1

I have .srt files which are in the following format:

0
1
00:00:01,830 --> 00:00:04,740
corresponding text
1

2
00:00:05,280 --> 00:00:10,280
corresponding text
2

3
00:00:10,740 --> 00:00:14,640
corresponding text
3

4
00:00:15,510 --> 00:00:19,260
corresponding text
4

and that extra line with the line number is all the way through the subtitle (line 5, line 6...line 540). I tried the command sed '/^[0-9]/ s/.//' and as expected it replaces all the numbers, but I don't know how to make it replace only the second occurrence of each number in the range.

The expected result is:

0
1
00:00:01,830 --> 00:00:04,740
corresponding text

2
00:00:05,280 --> 00:00:10,280
corresponding text

3
00:00:10,740 --> 00:00:14,640
corresponding text

4
00:00:15,510 --> 00:00:19,260
corresponding text

How can I achieve it either with sed, awk or any tool that can do it in batches since there are several files with the same situation?

Thanks!

3 Answers3

4
$ awk 'BEGIN{FS=OFS=RS;RS=""} {$NF=""}1' file
0
1
00:00:01,830 --> 00:00:04,740
corresponding text

2
00:00:05,280 --> 00:00:10,280
corresponding text

3
00:00:10,740 --> 00:00:14,640
corresponding text

4
00:00:15,510 --> 00:00:19,260
corresponding text
Ed Morton
  • 188,023
  • 17
  • 78
  • 185
  • Huh??? WTF? Ed... ?? What on earth is happening here?? (clueless, but I gotta know...) Why default print everything with a rule `$NF=""`? – David C. Rankin Jan 28 '21 at 03:27
  • 2
    @RavinderSingh13 - yes, that makes sense. I had snapped to most of that but did not catch the effect of `$NF=""` -- thinking about it in terms of paragraph and nuking the last field makes perfect sense. – David C. Rankin Jan 28 '21 at 06:15
  • Right, it's just emptying the last line (field) of each block (record/paragraph) then printing the block. – Ed Morton Jan 28 '21 at 12:03
  • I don't know why, but it doesn't work for me. It only removes the last duplicate of the file – jota jota Lopez Jan 28 '21 at 22:34
  • See https://stackoverflow.com/questions/45772525/why-does-my-tool-output-overwrite-itself-and-how-do-i-fix-it for what's causing that and how to fix it. – Ed Morton Jan 29 '21 at 00:04
2

Using awk, you can set a variable whenever the line contains one field. If it does, use a variable to hold the last value of that field, and skip printing the line when they match.

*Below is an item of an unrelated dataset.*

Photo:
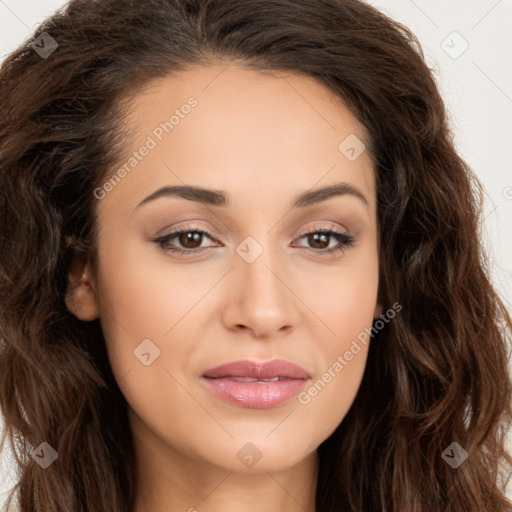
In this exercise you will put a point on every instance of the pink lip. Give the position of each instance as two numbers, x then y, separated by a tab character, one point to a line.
224	382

awk 'NF == 1 {if (num != "" && $0 == num) next; else num = $0} 1'
Barmar
  • 741,623
  • 53
  • 500
  • 612
  • Thanks! Works great. I would really appreciate an explanation of how it works EDIT: For some reason 1 to 4 works fine, 5 remain doubled, and from 6 to the end it works fine again – jota jota Lopez Jan 28 '21 at 22:37
2

direct translation of your description. Remove the duplicate number appearing standalone of the line. Print if not integer, otherwise print only the first instance.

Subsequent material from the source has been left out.